I met Richard Dawkins this morning, whilst taking part in the BBC's Big Questions TV programme. (I was on to talk about blasphemy, and it is worth noting that during it another guest, George Carey the former archbishop of Canterbury, called for the blasphemy laws to be repealed.

Dawkins was charming and rational, distinctly unlike the intolerant polemicist I felt I encountered in The God Delusion. The apparent disparity led me to suspect that he lets his written rhetoric run away with him. Perhaps he is not alone in that, as a polemicist. But take the issue of children being raised in a religious faith. In the book, Dawkins implies this is worse than child abuse which is about as strong as you can get. This morning, though, he argued that all he was complaining about was children being labeled Christian or Muslim, in the same way that you might be worried if a child was labeled Marxist or Humanist (he did himself make the last comparison!).
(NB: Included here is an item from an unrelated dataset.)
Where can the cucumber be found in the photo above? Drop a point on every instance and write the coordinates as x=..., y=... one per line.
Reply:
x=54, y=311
I'm not sure that children are ever labeled Christian, as opposed, say, to being raised in a Christian family. And indeed, two of the younger contributors to the programme explained how being raised in religious families actually taught them to question their faith. But I came away with the distinct feeling that in front of that mixed audience at least, Dawkins really thinks that child abuse is a greater crime. It was perhaps cathartic to write what he did, but isn't really defensible in public.

Whilst on the subject of militant atheists: by now, we have become used to them misrepresenting - presumably willfully - what it might be to have religious belief. It saddens me because it will only serve to perpetuate the diminishment of the debate about religion, and thus the risks of extremism. To individuals like AC Grayling polemical distortion appears to have become second nature (see here for a recent example). In fact, Grayling has adopted another tactic, that of claiming the ancient philosophical tradition as his/the atheist's own, on the basis that it was supposedly religion-free: ethics in antiquity was a purely philosophical matter, or some such, he often writes.

I am genuinely baffled by this (all comments gratefully received!). Even the pretty stridently atheistic Simon Blackburn in his Plato's Republic considers the religious interpretation of myths like that of the Cave. And any Plato scholar, which Blackburn admits he isn't, would tell you that Plato was religious in the sense of being an idealist who sought the transcendent in something akin to a beatific vision. He arguably thought of Socrates as a religious figure: in the Symposium Socrates is identified with the daimon Eros, a go-between to the gods.

Iris Murdoch explained what this means for his approach to ethics. It was primarily intuitive: it involved rational argument but not fundamentally so as to decide what to do but as a kind of spiritual exercise so that the individual might be awakened to, and orientated towards the good, that would draw them body, mind and spirit. To put it another way, the basic ethical question for Plato was what do you love? This is not the only way to think about ethics, of course. But as Murdoch says, conceived in this way, there is a deep affinity between religious feeling and ethical behaviour.